Выругавшись последними словами по поводу дурацких случайностей, которые бывают в жизни и из-за которых рушатся планы и гибнут люди, Максим нажал на спусковой крючок. С другой стороны улицы послышались очереди автомата Буторина. И в этот момент сквозь непроглядную пыль, поднятую взрывом и обрушившимся куском стены, Шелестов успел заметить, как из кузова машины метнулась фигура человека. Там оставался только один солдат. Невооруженный, в шинели и без ремня. Это Максим успел разглядеть. Автоматчики заметили бегство и открыли огонь по арестованному, но тот уже скрылся в развалинах. Только бы Сосновский успел догнать Майснера! К выстрелам добавились автоматные очереди Пашкиной «гвардии», где-то послышался треск мотоциклетных двигателей. Теперь отойти бы без потерь! Только бы мальчишки не начали геройствовать!
Сосновский лежал за грудой битого кирпича, на которую упало несколько обломков бревен и досок деревянного межэтажного перекрытия. Вжавшись в холодный камень, он сидел там как в блиндаже и ждал, когда пройдет машина, когда впереди прогремит взрыв и машина остановится. Его задача была самой сложной и самой опасной во всей сегодняшней операции. Михаил должен был убедиться, что охрана перебита или разбежалась, что в кузове никого, кроме Майснера, нет, и он должен по-немецки убедить арестованного унтер-офицера в том, что русские пришли его спасать, чтобы он бежал из машины, пока его прикрывают. И если Майснер сам сообразит, что у него есть шанс спастись, и бросится бежать, то Сосновскому предстояло его догнать и убедить в том, чтобы он пошел с ним.

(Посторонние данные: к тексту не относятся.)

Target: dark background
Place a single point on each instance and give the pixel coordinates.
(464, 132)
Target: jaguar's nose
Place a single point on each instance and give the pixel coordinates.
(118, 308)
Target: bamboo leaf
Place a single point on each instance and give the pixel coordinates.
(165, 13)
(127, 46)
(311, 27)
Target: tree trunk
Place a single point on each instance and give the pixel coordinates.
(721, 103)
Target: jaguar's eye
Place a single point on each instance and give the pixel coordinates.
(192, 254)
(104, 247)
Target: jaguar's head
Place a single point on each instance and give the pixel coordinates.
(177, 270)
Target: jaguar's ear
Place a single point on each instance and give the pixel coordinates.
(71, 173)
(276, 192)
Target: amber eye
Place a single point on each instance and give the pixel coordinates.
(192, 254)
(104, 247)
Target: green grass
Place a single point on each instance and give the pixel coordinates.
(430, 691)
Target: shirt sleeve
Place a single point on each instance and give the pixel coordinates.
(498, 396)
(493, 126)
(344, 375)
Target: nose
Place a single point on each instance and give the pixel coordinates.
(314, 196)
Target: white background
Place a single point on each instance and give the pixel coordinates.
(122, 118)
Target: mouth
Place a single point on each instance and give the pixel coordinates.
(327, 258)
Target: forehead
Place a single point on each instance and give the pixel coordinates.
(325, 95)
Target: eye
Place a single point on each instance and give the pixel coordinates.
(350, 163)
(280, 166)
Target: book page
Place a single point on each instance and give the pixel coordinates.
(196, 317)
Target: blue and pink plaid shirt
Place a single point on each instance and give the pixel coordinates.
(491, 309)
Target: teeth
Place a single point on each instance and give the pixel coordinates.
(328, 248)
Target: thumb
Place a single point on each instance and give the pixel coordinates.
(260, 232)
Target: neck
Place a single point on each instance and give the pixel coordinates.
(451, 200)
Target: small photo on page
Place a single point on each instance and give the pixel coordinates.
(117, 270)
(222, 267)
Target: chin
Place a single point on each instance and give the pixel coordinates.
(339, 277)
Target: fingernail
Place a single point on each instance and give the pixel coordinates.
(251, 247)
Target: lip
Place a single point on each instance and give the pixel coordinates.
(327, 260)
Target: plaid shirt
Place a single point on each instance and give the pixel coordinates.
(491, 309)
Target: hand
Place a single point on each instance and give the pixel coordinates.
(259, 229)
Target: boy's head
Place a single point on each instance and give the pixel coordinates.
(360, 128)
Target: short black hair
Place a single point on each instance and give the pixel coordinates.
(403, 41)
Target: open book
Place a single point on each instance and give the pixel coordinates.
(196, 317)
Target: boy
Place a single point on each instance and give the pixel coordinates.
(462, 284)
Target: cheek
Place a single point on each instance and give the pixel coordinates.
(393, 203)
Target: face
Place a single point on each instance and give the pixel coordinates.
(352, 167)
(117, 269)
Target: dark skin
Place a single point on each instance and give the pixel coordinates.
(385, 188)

Но машина даже не доехала до места, где прятался Сосновский. Прогремел взрыв! Слева, а не справа. Михаил зло стиснул зубы. Значит, что-то пошло не так. Нет времени думать о возможных причинах случившегося, надо ориентироваться во вновь сложившейся ситуации и понять, как действовать дальше. В большую щель между кирпичами он видел машину в огромном облаке пыли, видел, как солдаты в этой пыли покидают машину и открывают огонь. Ага, значит, Шелестов и Буторин стреляют в них. Что делать? Помочь им огнем? Ни черта не видно!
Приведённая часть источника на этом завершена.